An example of what I mean, is how I've come across a lot of front end developers who are wizards in Adobe Illustrator and can draw extremely well yet rarely ever use or play with SVG because their jobs revolve around building e-commerce platforms and banking apps which don't require much vector art aside of maybe a responsive svg logo and icons. Meanwhile their "dream job" in programming is one where they're able to express more their art skills some type of way but they never focus on advancing in that area because they stay caught up in learning whatevers in the highest demand so they can feel more secure in the workforce.

So if you fall into that same pattern it's not going to do anything but keep you too occupied/trapped to dive into whatever you really want to do which in turn never yields any examples that says the things you want to be able to say about yourself in that arena. Besides that, just because a job isn't in "high demand" doesn't mean they don't exist and pay lots of money. In fact that may be the component that makes companies bid over your attention because of how few wizards there are on the market for that skill. Then on another note, you may well be the one to pioneer a completely new role that doesn't exist yet for anyone to ask for because they're not aware of the value it can provide to in turn ask for it.

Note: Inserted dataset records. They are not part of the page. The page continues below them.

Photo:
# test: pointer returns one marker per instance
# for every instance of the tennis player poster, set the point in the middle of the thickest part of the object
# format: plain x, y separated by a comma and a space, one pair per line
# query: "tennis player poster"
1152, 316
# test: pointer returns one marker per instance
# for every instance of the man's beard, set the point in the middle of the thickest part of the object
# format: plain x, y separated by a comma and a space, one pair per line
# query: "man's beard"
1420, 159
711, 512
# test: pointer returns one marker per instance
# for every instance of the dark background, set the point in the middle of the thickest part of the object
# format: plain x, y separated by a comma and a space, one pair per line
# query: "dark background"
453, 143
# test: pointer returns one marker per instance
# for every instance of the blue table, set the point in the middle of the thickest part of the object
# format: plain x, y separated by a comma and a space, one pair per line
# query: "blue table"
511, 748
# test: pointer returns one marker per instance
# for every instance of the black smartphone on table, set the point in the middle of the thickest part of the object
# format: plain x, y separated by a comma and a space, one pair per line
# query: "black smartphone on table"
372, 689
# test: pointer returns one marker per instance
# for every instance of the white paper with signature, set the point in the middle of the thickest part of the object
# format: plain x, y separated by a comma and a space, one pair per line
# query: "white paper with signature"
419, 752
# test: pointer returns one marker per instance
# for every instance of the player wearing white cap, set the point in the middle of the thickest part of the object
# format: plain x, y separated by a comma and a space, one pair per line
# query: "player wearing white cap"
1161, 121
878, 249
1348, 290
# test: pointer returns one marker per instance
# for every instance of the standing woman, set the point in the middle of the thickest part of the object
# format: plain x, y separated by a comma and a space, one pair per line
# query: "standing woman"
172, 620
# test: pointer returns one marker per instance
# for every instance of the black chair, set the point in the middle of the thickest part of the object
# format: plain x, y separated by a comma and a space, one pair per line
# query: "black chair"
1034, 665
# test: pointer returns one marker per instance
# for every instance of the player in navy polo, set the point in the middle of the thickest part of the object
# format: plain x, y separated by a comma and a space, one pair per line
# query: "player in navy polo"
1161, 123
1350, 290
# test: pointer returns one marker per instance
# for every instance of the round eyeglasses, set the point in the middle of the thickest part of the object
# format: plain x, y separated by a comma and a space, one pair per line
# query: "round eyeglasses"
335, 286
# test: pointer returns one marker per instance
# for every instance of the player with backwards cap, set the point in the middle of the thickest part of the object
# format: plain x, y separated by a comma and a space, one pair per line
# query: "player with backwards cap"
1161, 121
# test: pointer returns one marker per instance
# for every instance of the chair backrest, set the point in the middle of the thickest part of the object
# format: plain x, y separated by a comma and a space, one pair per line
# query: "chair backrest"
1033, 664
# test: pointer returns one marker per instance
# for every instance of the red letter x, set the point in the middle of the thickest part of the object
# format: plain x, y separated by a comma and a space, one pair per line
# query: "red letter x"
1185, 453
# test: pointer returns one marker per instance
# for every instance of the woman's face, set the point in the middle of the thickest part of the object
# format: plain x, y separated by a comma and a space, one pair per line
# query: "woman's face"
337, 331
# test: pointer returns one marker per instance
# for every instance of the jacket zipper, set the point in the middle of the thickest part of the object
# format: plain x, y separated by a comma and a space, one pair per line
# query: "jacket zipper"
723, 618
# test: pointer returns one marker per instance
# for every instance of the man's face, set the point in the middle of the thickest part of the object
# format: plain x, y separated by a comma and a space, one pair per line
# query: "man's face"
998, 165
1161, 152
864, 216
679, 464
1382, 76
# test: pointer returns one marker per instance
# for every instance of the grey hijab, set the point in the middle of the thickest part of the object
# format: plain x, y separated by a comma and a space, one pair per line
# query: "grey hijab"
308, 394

In regards to you working at Mozilla... this could be the difference in you doing basic/typical updates and maintenance to their documentation pages like virtually any other developer who knows HTML and a functional extent of JS can manage doing, or being some fashion of "lead developer" on some new cool software/app/plugin that nobody but you can step up to.

So just stay true to yourself, explore what you love, grow at the things you value and don't worry about all the things you "don't qualify for", let the people who love those things worry about qualifying for them.


Working at Mozilla does seem sweet.

I'm not sure, but this thread is bound to help! I'm really curious about what the advice might be.


Yeah, I'm excited to see what people say. πŸ˜„


Most of their products are open-source, so contributing to them would certainly help.


That's definitely something worth noting. It'd probably be a good place to start with my contributing to open-source as well. thanks!


Having been rejected by them recently, I definitely don't recommend applying via submitting a resume to their job posts.


Dang, that sucks. What do you think would be a good alternative way of applying?


I'd reach out to a recruiter unless you know people at the company.